How tragic it is that people refuse to acknowledge God’s kindness and thank him for his blessings.  The letter to the Romans tells us that at the heart of the sinful human condition is a refusal to give thanks to God (Romans 1:20-21).  How sad it is that so many see no attraction in his greatest gift of all—the giving of his own Son.  God so love this wicked world that he gave his one and only Son, and yet so many people treat Jesus as an irrelevance.  Jesus perfectly displayed God’s love, and most people don’t care.  God wants to transform our lives, and we so often just want to be left alone.  Give thanks to the Lord, for he is good; his love endures forever’ (1 Chronicles 16:34).  Give thanks in all circumstances; for this is God’s will for you in Christ Jesus’ (1 Thessalonians 5:18).  Make thanksgiving a key part of your Christian life. 


Accept that you are not the master of your fate (11-12)

The film Invictus tells the story of the first time South Africa won the Rugby World Cup.  In this movie Morgan Freeman plays President Nelson Mandela.  Mandela quotes his favourite poem.  Invictus reads, ‘I am the master of my fate, I am the captain of my soul.’  But Solomon tells us that this is simply not the case.  ‘I have seen something else under the sun: the race is not to the swift or the battle to the strong, nor does food come to the wise or wealth to the brilliant or favour to the learned; but time and chance happen to them all’ (11).  


Usually that fastest person wins the race, but not always.  Usually the stronger person wins the fight, but sometimes the weaker triumphs.  When the markets crash, the brilliant investor looses as much as the careless.  Many a genius ends up living in poverty.  Disaster can overtake any one of us.  ‘Time and chance happen to us all.’  There are so many variables in life that we cannot control.  How insecure life must feel if you don’t know that the God of the heavens is holding you in his hands!


Conclusion


A French actor and playwright was starring in his own drama, ‘The Hypochondriac’, when he was seized by a violent coughing fit.  He died a few hours later.  He showed that we have reason to fear illness.


An American, Bob Cartwright, was frustrated that circumstances meant that had to miss a flight to New York to watch a big baseball game.  That was until he saw the news that their light plane had crashed into an apartment block, killing them.  ‘That could have been me,’ he exclaimed.  Yet, a month later Cartwright died in another plane crash, near his mountain home in California.

In 2008, Donald Peters bought two Connecticut lottery tickets, just as he had done for the previous twenty years. He got the numbers right, and the tickets were worth ten million dollars. However, he was not as lucky as you might imagine.  He died of a massive heart attack the very evening he bought the tickets.

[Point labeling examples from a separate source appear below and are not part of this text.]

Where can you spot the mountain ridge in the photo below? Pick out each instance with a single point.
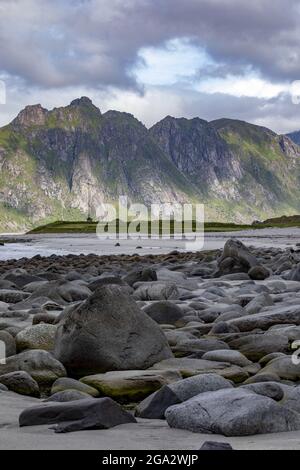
(60, 163)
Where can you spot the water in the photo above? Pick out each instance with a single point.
(64, 244)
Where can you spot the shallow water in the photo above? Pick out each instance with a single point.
(64, 244)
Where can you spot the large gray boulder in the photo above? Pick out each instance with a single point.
(154, 406)
(89, 413)
(9, 342)
(156, 291)
(39, 336)
(11, 296)
(256, 346)
(109, 332)
(164, 312)
(41, 365)
(294, 274)
(285, 314)
(230, 412)
(20, 382)
(236, 258)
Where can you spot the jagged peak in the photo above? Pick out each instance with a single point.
(31, 115)
(84, 100)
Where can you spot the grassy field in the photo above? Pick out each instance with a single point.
(90, 227)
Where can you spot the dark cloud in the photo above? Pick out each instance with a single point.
(59, 45)
(95, 42)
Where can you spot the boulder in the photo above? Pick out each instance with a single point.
(156, 291)
(258, 273)
(9, 342)
(258, 303)
(140, 275)
(256, 346)
(154, 406)
(294, 274)
(164, 312)
(109, 332)
(20, 382)
(227, 355)
(130, 386)
(11, 296)
(213, 445)
(67, 395)
(65, 383)
(237, 412)
(236, 258)
(282, 368)
(91, 413)
(41, 365)
(288, 314)
(39, 336)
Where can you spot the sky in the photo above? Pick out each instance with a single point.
(152, 58)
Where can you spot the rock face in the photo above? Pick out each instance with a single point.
(47, 157)
(109, 332)
(232, 413)
(20, 382)
(130, 386)
(90, 413)
(154, 406)
(40, 365)
(236, 258)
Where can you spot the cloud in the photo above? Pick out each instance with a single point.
(210, 58)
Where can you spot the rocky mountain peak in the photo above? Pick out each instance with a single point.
(84, 102)
(34, 115)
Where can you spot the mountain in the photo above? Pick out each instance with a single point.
(56, 164)
(295, 137)
(243, 171)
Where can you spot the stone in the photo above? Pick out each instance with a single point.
(288, 314)
(20, 382)
(164, 312)
(235, 258)
(11, 296)
(294, 274)
(91, 413)
(156, 291)
(10, 344)
(256, 346)
(62, 292)
(140, 275)
(41, 365)
(282, 368)
(268, 389)
(227, 355)
(109, 332)
(67, 395)
(269, 357)
(188, 367)
(258, 303)
(66, 383)
(228, 412)
(213, 445)
(105, 280)
(292, 399)
(39, 336)
(154, 406)
(258, 273)
(130, 386)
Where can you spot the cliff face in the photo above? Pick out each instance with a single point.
(55, 164)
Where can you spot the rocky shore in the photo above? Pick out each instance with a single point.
(187, 342)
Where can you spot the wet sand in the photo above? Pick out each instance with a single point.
(63, 244)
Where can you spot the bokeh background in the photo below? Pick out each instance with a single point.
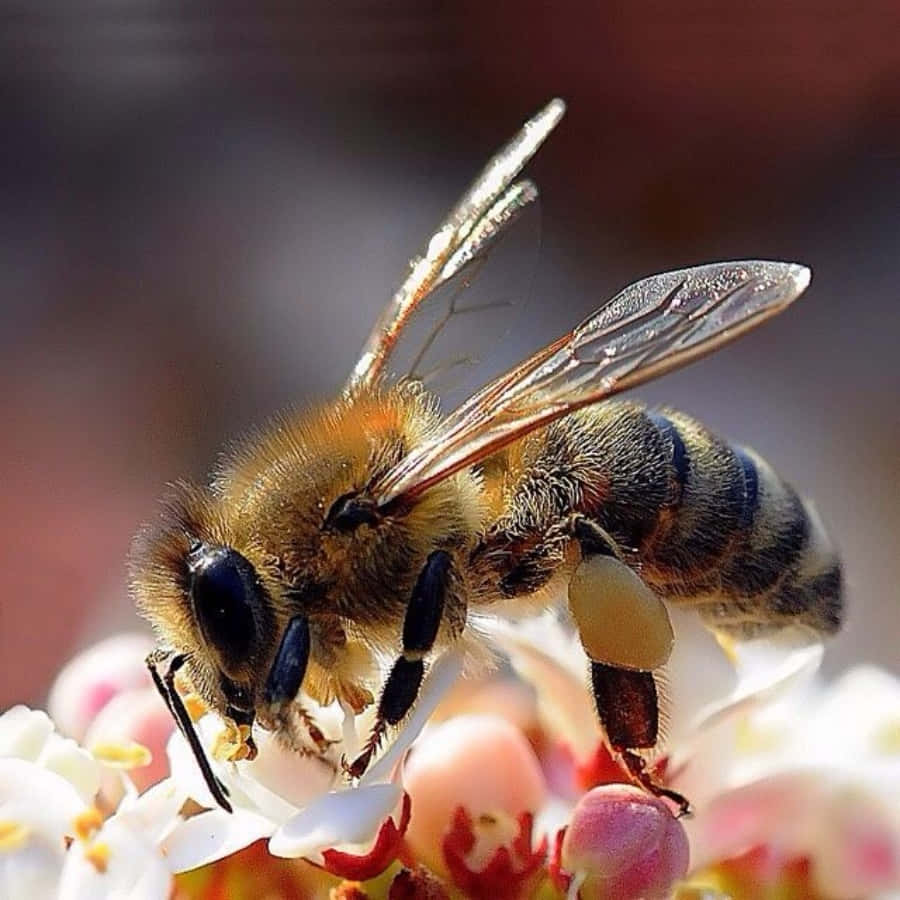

None of this would have surprised Solomon.  ‘Time and chance happen to them all.’  ‘Man knows not his time.’  We are definitely not the master of our fate or the captains of our soul.  We cannot know what tomorrow will bring.


So how do we not fall apart with worry about the future?  We trust that we are safe in the hands that were pierced for our salvation and we are to enjoy the many good things that God gives us in this short life.  The apostle Paul counsels us, ‘Do not be anxious about anything, but in every situation, by prayer and petition, with thanksgiving, present your requests to God’ (Philippians 4:6).  The apostle Peter tells us to cast our anxiety on the Lord because he cares for us (1 Peter 5:7).